Our Take: It’s never made clear why the “American Siege” title resurfaces in Gasoline Alley as the name of a popular show on TV. In the context of the film, Jimmy Jayne was once a prison yard protector for the hit show’s star, a frat boy type played by Kenny Wormald, and visits the set to bleed his unlikely jailbird bud for info about Hollywood’s after hours party scene. But American Siege is also a quickie 2022 VOD title “starring” Bruce Willis that director Edward Drake shot in Georgia, where Gasoline Alley had its principal filming. Wormald’s character adds little to the plot — the tactful Jimmy later gathers similar intel from a friend on the police force — so it’s worth asking if the “American Siege” reference is either a filmmaker in-joke or the logical result of concurrent movies shot with economy in mind. The California setting of Gasoline Alley is half-hearted, anyway, barring some late-night establishing shot exteriors. Consider the fact that Bruce Willis, as a dirty cop who’s supposed to be fleeing his LAPD precinct, takes a phone call right in front of the sign for Tifton, Georgia’s police department.

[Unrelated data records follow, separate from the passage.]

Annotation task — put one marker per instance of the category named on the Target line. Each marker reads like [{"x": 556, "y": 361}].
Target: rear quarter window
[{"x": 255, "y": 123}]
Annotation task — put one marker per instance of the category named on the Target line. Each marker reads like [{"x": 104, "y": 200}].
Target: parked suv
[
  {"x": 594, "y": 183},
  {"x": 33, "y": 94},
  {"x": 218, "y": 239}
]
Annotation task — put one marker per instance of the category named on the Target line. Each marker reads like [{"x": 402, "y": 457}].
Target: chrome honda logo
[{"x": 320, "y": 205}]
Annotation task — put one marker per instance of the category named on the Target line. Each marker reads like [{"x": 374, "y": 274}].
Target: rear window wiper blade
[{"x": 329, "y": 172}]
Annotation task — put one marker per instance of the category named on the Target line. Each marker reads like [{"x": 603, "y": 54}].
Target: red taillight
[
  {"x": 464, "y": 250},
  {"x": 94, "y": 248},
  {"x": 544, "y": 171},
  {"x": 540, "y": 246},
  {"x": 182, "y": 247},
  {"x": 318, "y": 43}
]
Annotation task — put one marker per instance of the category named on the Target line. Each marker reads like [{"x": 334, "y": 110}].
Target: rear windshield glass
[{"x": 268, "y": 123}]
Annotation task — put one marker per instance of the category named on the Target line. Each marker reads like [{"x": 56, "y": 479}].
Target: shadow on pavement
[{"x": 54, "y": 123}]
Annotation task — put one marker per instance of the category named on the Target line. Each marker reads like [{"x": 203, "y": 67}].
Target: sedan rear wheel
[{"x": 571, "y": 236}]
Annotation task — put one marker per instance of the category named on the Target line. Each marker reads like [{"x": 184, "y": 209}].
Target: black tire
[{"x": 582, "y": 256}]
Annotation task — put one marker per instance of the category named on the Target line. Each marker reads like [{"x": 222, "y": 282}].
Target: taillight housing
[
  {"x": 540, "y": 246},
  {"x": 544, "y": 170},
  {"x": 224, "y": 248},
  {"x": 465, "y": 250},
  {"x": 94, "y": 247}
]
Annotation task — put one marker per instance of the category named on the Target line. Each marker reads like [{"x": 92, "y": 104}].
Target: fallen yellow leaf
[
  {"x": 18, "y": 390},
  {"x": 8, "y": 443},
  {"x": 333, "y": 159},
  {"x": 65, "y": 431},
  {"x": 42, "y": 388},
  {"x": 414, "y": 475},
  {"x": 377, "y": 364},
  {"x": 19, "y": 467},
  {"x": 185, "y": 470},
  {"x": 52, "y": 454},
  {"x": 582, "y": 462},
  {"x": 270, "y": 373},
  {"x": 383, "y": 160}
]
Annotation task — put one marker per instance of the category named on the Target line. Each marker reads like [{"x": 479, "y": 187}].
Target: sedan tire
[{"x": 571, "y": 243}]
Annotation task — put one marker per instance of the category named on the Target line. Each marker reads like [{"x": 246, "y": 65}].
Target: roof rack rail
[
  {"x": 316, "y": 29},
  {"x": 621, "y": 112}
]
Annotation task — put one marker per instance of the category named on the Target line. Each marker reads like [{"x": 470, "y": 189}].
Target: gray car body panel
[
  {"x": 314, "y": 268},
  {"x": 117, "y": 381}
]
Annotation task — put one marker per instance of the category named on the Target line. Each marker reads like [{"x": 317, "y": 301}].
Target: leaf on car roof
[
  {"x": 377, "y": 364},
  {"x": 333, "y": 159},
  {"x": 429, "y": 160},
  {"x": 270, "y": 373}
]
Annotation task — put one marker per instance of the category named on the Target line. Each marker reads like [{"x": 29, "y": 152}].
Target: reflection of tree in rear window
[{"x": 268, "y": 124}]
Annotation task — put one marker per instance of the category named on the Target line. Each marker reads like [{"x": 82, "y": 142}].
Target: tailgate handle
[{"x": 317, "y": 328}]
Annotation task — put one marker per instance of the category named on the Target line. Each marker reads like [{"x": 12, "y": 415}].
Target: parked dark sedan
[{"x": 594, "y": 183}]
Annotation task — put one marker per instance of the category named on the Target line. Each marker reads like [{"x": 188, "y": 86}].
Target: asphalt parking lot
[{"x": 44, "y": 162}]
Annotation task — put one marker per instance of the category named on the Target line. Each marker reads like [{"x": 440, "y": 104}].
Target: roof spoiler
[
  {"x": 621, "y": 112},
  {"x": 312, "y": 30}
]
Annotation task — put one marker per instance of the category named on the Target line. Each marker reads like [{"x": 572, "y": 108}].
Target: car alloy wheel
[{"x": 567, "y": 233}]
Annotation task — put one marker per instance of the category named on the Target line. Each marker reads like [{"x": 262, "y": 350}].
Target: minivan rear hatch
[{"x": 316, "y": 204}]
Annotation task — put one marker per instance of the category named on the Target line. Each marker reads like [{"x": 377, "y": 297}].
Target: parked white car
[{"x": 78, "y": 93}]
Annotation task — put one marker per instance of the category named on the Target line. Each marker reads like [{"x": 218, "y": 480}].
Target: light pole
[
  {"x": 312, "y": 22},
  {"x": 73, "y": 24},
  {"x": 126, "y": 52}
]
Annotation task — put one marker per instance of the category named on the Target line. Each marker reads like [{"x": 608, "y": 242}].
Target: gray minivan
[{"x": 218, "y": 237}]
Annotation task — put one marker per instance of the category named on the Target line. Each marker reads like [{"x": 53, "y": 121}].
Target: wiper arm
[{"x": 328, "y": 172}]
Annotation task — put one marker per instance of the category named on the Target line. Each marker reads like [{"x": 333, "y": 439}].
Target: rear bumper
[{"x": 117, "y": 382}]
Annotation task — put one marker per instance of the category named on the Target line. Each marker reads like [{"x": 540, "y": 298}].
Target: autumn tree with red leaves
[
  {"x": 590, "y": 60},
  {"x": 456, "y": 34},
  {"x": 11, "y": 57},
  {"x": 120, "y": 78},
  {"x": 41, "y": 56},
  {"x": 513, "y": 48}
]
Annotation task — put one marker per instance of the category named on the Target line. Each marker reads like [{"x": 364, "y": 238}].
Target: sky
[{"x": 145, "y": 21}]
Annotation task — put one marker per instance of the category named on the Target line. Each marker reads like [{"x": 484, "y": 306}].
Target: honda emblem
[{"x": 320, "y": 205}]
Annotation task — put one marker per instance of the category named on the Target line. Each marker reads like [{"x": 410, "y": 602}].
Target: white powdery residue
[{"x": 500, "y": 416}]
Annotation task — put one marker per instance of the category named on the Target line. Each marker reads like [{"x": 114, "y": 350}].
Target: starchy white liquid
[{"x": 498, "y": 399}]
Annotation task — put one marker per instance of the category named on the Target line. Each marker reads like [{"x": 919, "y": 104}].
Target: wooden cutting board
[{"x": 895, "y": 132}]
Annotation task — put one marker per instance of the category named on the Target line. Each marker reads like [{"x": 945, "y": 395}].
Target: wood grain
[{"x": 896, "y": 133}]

It’s curious lapses like these that end up populating way too much of Gasoline Alley, to the point that it drags considerably from scene to scene. There’s a mood to its aimlessness – Devon Sawa gives Jimmy some real backbone as a more-or-less standup dude who treats people with the kind of respect Vargas and Freeman expect but never earn. His devotion to smoking cigarettes is also commendable, whether he’s taking evasive action in his Chevelle or being shot at in a tunnel by said dirty cops. But Sawa’s commitment to the role notwithstanding, Gasoline Alley can’t line up its awkwardly-sized pieces to form the convincing noir it aims to be.

Our Call: SKIP IT. Gasoline Alley has a bit of noirish flair, particularly in a hard-edged performance from Devon Sawa. But it can’t overcome its aimless pace and uneven narrative.